La vision d’Idonea se brouilla et les larmes montèrent à ses yeux. « Je… je ne te laisserai plus tomber. »
Bruno acquiesça. Idonea le regarda monter à bord d’un vaisseau avec les autres chefs de sa famille jusqu’à ce qu’il disparaisse. L’espace ondulait là où ils disparaissaient, et elle les regarda tremblante.
De l’autre côté d’Undercity, un homme en armure se tenait en silence devant la porte d’une maison. L’endroit était hermétiquement clos. Eutropius était venu faire ses derniers adieux, mais ceux qu’il était venu voir n’avaient apparemment aucune envie de le voir.
« Tu ne me regardes toujours pas ? »
« … c’est bon. C’est comme ça. »
« Je veux juste te dire que je t’aime plus que tout, dans ce monde et dans tous les autres. Passé, présent, futur… tout ce que j’ai fait et ferai, c’est pour toi. Tu n’as pas à me pardonner… Je ne m’attends pas à ce que tu le fasses. Je veux juste que tu prennes soin de toi. »
« Au revoir. »
Alors que les derniers mots restaient suspendus dans l’air entre lui et la porte, Eutropius posa doucement une main sur son épée. Lorsqu’il se détourna, son regard était plein d’acuité, le regard sinistre d’un soldat marchant vers sa perte. Il s’éloigna de la maison à grandes enjambées.
Quelques minutes plus tard, la porte s’entrouvrit. Une belle jeune femme jeta un coup d’œil à l’extérieur, cherchant l’homme du regard, mais le trouvant déjà parti. Elle se tint dans l’embrasure de la porte, silencieuse et abattue, tandis que le vent soufflait doucement.
Une tombe solitaire.
« Hé, petit frère, j’espère que les choses se passent bien là où tu es. » Phoenix posa une bouteille d’alcool à moitié vide sur le sol. « Ne t’inquiète pas. Je ferai en sorte que tu sois vengé. C’est la dernière bataille, et je ne pense pas revenir… »

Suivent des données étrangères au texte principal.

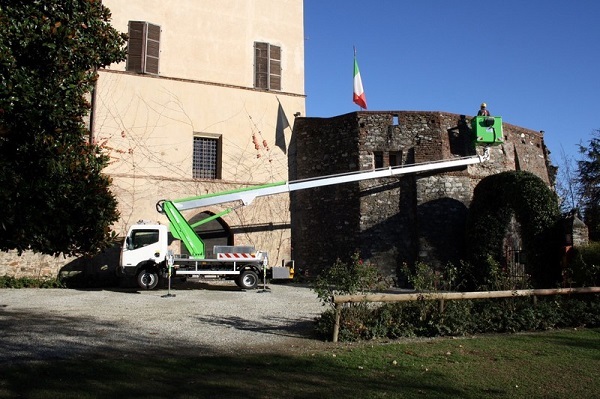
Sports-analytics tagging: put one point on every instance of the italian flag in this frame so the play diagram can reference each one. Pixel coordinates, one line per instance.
(359, 94)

Phain, Pelagius, Gorman… des scènes comme celles-ci se répétaient encore et encore à travers les mondes, alors que les gens faisaient leurs adieux à leurs proches. Jamais dans son histoire, la race humaine n’avait été aussi unie. Tout le monde savait qu’il s’agissait d’un combat à mort. C’était un aller simple vers l’endroit où ils allaient.
Peut-être gagneraient-ils. Peut-être que tout serait détruit. Personne ne le savait, mais les chances de victoire étaient minces. Chacun devait se rendre à l’évidence qu’il ne reviendrait pas. La haine se dissipa. Même les querelles familiales les plus profondes n’étaient rien face à la destruction absolue. Il fallait en finir, car ils marchaient vers le combat qui déterminerait l’avenir de leur espèce.